The suit, filed Thursday in Delaware Chancery Court, accuses Paxson of trying to undercut the payout on $415 million worth of preferred shares of Paxson that NBC bought in 1999. The investment represented a 32% stake in Paxson.
The contract set the dividend at 8% but called for an adjustment, or “reset,” to market rates after five years — meaning this September — with terms set by an independent investment bank to be chosen by Paxson. NBC disputes Paxson’s methodology in determining the rate as well as the West Palm Beach, Fla.-based broadcaster’s definition of “independent” investment bank.
NBC reps declined to comment. Paxson reps weren’t available.

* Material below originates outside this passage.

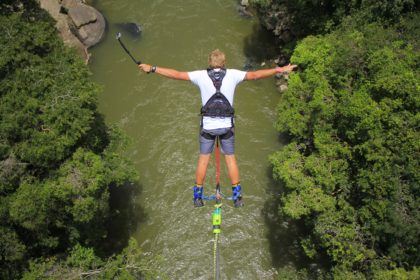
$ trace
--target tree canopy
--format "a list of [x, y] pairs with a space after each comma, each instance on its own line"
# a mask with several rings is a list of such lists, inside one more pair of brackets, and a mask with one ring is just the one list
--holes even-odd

NBC has been receiving interest of about $33 million a year on the stock, a figure that could rise to well over $100 million with a “reset.” (The dividends aren’t cash, but are rolled back into the original investment.)
The dividend spat, however, is a separate issue from the real problem plaguing the two companies: how to unwind their acrimonious partnership, which was billed five years ago as the start of a lucrative alliance for both sides.
Last fall, NBC exercised an option that would force Pax to buy back the Peacock’s stake with interest for an estimated $550 million this November. The trouble is, loss-making, debt-laden Paxson is strapped for cash.
Paxson indicated NBC could sell its stake to a third party — if anyone wanted it. Paxson itself had hired Bear Stearns and Citigroup to help it look for a suitor.
NBC believes Paxson is ultimately responsible to come up with the dough.